Importantly, however, although these states now recognize same-sex marriage, the Defense of Marriage Act still applies to federal rights. Section 3 of DOMA defines marriage as only between a man and a woman. Therefore, federal rights such as benefits for federal employees, social security survivor benefits, and the federal marital tax deduction, to name just a few, are still not available to same-sex couples.

The DOMA provision was struck down by the 1st Circuit in Gill v. U.S. Office of Personnel Management and by the 2nd Circuit in Windsor v. United States. Both have been appealed to the U.S. Supreme Court.

Will the Supreme Court Weigh In?

For most commentators, it is a question of how soon, not if, the U.S. Supreme Court will enter the fray on this issue.

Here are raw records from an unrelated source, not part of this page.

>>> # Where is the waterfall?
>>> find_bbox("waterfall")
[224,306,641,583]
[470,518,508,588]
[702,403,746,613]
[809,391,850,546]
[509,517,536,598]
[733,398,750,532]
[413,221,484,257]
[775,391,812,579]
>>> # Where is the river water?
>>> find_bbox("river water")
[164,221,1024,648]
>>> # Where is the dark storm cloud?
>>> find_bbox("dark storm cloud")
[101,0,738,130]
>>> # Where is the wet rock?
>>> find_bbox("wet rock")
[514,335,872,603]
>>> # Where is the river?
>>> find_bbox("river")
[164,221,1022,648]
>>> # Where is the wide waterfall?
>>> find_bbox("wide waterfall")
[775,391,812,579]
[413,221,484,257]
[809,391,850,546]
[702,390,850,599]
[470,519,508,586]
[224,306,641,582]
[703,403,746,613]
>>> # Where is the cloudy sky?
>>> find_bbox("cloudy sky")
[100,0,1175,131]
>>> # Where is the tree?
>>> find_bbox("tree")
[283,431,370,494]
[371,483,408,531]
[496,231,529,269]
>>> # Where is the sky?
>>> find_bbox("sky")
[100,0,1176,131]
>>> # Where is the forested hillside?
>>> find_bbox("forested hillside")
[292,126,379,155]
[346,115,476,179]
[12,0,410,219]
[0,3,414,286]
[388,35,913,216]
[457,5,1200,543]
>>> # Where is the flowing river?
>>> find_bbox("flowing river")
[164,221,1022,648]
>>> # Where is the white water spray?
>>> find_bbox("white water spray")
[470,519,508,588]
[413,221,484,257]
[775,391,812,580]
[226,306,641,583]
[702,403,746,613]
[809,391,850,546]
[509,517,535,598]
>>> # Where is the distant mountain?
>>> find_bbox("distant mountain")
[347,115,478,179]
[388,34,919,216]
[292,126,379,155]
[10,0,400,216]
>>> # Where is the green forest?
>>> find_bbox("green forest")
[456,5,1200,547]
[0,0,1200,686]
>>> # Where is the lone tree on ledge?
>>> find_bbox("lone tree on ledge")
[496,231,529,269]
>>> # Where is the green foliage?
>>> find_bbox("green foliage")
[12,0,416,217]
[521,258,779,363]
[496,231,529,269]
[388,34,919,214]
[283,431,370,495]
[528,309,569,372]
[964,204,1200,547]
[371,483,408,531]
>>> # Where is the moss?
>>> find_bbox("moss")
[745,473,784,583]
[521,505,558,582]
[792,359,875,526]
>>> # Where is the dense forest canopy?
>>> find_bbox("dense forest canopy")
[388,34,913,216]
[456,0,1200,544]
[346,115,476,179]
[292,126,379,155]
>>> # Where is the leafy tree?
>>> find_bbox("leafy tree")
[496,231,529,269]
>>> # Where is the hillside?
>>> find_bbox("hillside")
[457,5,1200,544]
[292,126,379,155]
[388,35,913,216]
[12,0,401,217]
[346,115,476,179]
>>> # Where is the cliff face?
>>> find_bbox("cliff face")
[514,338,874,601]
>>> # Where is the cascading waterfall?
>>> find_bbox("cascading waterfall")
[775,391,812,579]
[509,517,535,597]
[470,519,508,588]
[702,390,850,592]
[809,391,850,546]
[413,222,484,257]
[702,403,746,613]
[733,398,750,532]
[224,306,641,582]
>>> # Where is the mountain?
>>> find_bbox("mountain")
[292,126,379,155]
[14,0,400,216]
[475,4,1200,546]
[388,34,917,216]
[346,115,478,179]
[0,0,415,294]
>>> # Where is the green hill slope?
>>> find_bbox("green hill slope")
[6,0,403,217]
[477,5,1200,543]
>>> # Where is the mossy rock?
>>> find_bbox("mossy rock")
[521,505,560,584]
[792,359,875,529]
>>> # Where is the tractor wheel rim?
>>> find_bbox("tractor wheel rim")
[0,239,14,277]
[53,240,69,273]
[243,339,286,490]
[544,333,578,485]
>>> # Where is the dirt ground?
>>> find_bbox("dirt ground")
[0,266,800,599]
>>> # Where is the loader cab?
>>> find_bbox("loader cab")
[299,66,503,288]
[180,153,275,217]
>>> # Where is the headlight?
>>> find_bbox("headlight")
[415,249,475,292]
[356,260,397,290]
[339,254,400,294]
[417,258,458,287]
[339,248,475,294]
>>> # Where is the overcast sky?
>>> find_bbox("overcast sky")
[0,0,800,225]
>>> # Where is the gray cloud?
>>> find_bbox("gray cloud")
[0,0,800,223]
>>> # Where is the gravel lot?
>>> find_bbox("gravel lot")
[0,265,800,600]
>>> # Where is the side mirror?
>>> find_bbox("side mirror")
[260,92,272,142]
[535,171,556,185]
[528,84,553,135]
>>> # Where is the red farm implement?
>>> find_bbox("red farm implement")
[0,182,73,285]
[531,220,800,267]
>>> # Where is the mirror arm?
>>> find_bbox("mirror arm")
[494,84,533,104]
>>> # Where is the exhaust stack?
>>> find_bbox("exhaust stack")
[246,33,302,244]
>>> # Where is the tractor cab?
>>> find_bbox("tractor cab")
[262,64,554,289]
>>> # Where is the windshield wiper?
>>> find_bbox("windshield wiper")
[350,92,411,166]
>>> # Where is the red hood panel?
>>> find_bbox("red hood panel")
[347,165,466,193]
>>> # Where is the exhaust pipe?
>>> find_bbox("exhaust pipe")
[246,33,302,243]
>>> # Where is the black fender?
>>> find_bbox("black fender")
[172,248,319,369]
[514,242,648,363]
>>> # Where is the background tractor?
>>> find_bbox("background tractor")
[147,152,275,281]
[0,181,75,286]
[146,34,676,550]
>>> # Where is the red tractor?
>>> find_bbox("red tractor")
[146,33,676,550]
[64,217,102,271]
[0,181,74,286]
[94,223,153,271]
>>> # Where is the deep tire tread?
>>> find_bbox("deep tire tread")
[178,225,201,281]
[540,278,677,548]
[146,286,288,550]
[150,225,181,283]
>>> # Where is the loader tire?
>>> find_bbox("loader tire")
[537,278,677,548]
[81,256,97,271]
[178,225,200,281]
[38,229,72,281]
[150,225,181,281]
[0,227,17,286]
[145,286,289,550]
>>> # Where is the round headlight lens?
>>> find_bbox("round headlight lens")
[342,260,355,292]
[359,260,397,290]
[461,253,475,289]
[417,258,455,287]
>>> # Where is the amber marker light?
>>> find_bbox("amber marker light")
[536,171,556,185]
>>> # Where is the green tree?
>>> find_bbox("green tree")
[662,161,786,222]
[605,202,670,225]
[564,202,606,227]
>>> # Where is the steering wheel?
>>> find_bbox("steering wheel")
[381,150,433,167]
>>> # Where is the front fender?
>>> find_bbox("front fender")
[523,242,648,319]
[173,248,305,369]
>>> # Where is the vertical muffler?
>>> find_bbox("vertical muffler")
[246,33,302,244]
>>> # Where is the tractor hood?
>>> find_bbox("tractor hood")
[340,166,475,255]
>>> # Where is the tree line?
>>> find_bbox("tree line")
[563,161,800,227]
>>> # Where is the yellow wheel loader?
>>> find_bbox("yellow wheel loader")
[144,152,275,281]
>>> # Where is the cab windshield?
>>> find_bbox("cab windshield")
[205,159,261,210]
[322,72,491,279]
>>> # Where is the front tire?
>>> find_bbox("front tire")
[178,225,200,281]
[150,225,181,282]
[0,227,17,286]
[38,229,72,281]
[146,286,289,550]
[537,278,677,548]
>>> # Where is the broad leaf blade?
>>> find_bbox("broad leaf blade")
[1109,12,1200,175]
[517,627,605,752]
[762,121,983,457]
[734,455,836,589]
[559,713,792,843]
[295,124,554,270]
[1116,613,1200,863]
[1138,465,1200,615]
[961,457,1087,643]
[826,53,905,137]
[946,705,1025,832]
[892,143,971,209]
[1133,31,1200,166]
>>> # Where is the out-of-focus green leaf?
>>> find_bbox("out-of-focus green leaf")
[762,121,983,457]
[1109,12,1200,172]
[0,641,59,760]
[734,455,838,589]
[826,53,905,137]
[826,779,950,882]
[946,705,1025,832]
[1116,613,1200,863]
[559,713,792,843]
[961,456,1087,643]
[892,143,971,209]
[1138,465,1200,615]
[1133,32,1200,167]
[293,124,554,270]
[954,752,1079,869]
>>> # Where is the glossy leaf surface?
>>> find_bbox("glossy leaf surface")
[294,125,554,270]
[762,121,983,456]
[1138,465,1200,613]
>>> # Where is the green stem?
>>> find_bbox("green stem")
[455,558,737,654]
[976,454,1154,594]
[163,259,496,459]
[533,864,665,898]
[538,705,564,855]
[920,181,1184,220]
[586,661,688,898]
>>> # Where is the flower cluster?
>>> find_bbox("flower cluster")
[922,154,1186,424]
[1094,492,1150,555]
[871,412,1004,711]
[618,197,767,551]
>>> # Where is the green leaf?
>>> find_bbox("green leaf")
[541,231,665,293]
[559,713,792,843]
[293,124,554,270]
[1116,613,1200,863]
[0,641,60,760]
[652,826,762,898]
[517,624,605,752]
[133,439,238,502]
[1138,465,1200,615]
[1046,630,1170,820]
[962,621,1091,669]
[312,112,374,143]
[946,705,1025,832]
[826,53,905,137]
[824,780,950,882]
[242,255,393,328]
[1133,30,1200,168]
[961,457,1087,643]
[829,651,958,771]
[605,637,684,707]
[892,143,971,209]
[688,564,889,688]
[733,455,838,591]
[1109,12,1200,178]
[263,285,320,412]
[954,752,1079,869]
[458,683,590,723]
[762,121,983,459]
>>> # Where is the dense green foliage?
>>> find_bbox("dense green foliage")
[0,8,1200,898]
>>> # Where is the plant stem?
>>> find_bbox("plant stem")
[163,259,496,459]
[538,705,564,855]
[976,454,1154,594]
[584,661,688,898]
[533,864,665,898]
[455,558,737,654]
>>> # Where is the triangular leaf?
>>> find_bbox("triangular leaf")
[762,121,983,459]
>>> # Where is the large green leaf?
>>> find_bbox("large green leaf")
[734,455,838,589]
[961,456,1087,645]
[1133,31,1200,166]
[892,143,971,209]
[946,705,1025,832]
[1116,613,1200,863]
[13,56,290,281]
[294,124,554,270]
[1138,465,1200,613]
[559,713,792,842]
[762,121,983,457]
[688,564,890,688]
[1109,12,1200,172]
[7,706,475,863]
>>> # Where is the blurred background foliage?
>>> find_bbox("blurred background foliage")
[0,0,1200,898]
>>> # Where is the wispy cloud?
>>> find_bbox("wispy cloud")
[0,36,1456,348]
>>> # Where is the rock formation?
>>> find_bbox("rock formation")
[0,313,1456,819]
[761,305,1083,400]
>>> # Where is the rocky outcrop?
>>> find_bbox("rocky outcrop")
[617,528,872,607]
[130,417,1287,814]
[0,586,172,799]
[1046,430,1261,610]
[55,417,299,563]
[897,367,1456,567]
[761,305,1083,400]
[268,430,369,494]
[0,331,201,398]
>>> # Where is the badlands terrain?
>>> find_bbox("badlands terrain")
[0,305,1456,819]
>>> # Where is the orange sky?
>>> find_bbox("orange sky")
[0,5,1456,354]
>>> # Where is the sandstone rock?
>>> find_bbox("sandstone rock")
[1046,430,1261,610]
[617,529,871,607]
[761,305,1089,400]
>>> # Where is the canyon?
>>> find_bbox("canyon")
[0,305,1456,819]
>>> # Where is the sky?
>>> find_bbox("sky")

There are several petitions currently before the U.S. Supreme Court, including the California Prop. 8 case Hollingsworth v. Perry, Gill v. Office of Personnel Management out of the 1st Circuit, Windsor v. United States out of the 2nd Circuit, and Golinski v. U.S. Office of Personnel Management from the 9th Circuit. It remains to be seen which case the U.S. Supreme Court will take up for review.

Given the discussion in those cases, and particularly Windsor's interpretation of Baker v. Nelson, the U.S. Supreme Court may very well only take up the federal law issue of DOMA and leave it to the states to decide how to regulate marriage for themselves.